Problem, z którym naukowcy borykają się od dawna, to jak przejść ze skali nano do skali mikro. Okazuje się, że ta przepaść jest możliwa do zapełnienia dzięki technikom sztucznej inteligencji, które pozwalają na analizę i porządkowanie danych w znacznie szerszym zakresie niż dotąd.
Dlatego do pracy w tym projekcie prof. Ideker zaangażował pracujący na Uniwersytecie Kalifornijskim w San Diego zespół Center for Computational Biology and Bioinformatics.
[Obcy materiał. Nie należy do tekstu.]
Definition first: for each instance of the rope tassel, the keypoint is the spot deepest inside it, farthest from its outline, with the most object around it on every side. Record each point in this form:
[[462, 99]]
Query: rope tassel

Zadaniem tego zespołu było nauczenie sztucznej inteligencji MuSIC tego, jak analizować dane i skonstruować z nich model komórki.
System nie mapuje zawartości komórek, żeby wskazać ich określoną lokalizację – nie prowadzi więc do stabilnego obrazu komórki, takiego jak diagram w podręczniku – po części dlatego, że ich lokalizacje niekoniecznie są ustalone. Zamiast tego lokalizacje komponentów są płynne i zmieniają się w zależności od typu komórki i sytuacji.
Jak dotąd, system MuSIC przeanalizował 661 białek w tylko jednym rodzaju komórki. To więc dopiero początek badań i prof. Ideker podkreśla, że pierwsza publikacja to bardziej pilot możliwości badawczych systemu. Jeżeli to podejście badawcze zostanie dobrze przyjęte i okaże się naprawdę skuteczne, to przed nim całe morze możliwości – najpierw opisanie jednej komórki ludzkiego organizmu, potem różnych typów komórek, a w końcu także wyjście dalej i badanie innych gatunków. Wszystko po to, żeby nauczyć się rozróżniać zdrową i chorą komórkę i zrozumieć skąd biorą się różnego rodzaju schorzenia.
Badania źródłowe: Trey Ideker, A multi-scale map of cell structure fusing protein images and interactions, Nature (2021). DOI: 10.1038/s41586-021-04115-9.
Podstawa opracowania i źródło grafiki - artykuł We might not know half of what's in our cells, new AI technique reveals opublikowany na stronie internetowej UC San Diego Health.